The long game here is to prep this gateway for use with an XBee form factor compression/analytics module that we have prototyped. I have done some write-ups and videos of using it with an XBee cellular module for inline data compression.

Our board fits right in between the modem and the XBee socket:


(XGZ - Near-Sensor IoT Compression Module | Alorium Technology)

The idea with your gateway would likely focus more on analytics. I’d like to drop our module into the XBee socket and be able to send data up to AWS/Google/Azure through the ESP32 board.

The first demo would focus on simple unsupervised clustering and outlier detection on our board and only send info to the cloud when specific triggers happen.

If you have any recommendations for a path that could get me to something like that faster than what I’m doing, I’m all ears. :smiley::ear:

Thanks!
Jason

You’ve got your work cut out there. I wrote our gateway code that receives data from the sensors over XBee and then parses it, converts it to JSON, and then uploads it to those cloud platforms over MQTT. I couldn’t see a reasonable way to support all those cloud platforms on one device just due to memory storage and RAM availability. AWS requires x509 certificates for The MQTT connection which was really fun(:stuck_out_tongue_closed_eyes:). Google and Azure both use rotating keys so you have to send requests to update basic auth credentials so that’s also a pain in the butt.
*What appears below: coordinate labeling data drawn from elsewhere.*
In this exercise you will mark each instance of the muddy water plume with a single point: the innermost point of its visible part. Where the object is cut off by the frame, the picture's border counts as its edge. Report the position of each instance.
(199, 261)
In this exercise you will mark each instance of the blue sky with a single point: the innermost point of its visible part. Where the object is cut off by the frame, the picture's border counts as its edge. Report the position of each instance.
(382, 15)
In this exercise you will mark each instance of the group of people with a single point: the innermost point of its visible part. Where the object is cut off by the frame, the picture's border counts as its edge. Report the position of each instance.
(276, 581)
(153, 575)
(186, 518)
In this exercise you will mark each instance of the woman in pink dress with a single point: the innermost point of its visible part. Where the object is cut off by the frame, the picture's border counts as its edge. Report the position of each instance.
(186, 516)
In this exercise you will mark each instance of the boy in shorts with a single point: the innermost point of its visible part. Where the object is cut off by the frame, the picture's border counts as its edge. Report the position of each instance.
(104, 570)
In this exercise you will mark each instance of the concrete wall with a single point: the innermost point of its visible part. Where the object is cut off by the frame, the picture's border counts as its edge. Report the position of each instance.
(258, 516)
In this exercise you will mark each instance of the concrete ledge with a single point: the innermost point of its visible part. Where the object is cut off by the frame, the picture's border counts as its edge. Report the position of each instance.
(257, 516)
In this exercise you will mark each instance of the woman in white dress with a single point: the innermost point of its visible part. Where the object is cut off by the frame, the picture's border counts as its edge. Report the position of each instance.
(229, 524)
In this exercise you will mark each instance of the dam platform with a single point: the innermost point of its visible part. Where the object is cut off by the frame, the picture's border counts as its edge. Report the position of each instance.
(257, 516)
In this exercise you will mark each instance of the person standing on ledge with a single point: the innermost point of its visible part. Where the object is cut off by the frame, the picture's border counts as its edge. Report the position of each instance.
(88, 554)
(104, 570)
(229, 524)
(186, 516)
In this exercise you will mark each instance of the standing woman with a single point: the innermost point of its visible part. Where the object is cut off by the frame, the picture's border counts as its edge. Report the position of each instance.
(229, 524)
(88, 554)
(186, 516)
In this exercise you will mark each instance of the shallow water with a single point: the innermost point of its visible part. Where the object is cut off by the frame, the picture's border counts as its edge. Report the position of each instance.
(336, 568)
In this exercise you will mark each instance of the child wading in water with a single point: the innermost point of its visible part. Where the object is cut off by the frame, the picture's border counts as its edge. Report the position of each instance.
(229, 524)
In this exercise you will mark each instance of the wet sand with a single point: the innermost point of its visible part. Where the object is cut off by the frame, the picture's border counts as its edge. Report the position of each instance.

I wish I could share the source code for the gateways, would certainly be a big benefit I’d think to a user such as yourself, but management close sourced the source code for all the gateways so my hands are tied. Not to say I can’t provide you a little support here and there though.

A word to the wise, don’t try to use off the shelf libraries for any of the cloud platforms(AWS, Azure, Google IoT, etc). They all work over MQTT. Just use the PubSubClient. It’ll do everything you need to do over The MQTT connection, although you will most certainly need to increase the transmit packet buffer size as it’s only 128 bytes by default. From there the main difference between the different platforms is authentication and topic/packet structure. I attempted to simplify user setup as much as possible so the gateways do most of the heavy lifting of obtaining credentials while the user just has to enter the Connection String for Azure, IAM credentials for AWS, or Region, Location, and OAuth Token for Google IoT.

Best of luck and let me know if I can help.

Thanks for the guidance.

I would not try to replicate all the work that is being done in the ESP32 firmware. The only component I am hoping to swap out is the XBee radio. Our board would still talk to the ESP32 though UART just like the current setup.

And, in fact, there’s probably room for a version that includes the XBee wireless module still. The XGZ board can function as a passthrough module providing some processing on the data before it hits the WiFi connection.

BTW - great work on this device. Very clean hardware and a pleasure to use. The quality is outstanding!

I appreciate your support!

Jason

Thanks Jason, we take pride in our products. Let us know if you need anything.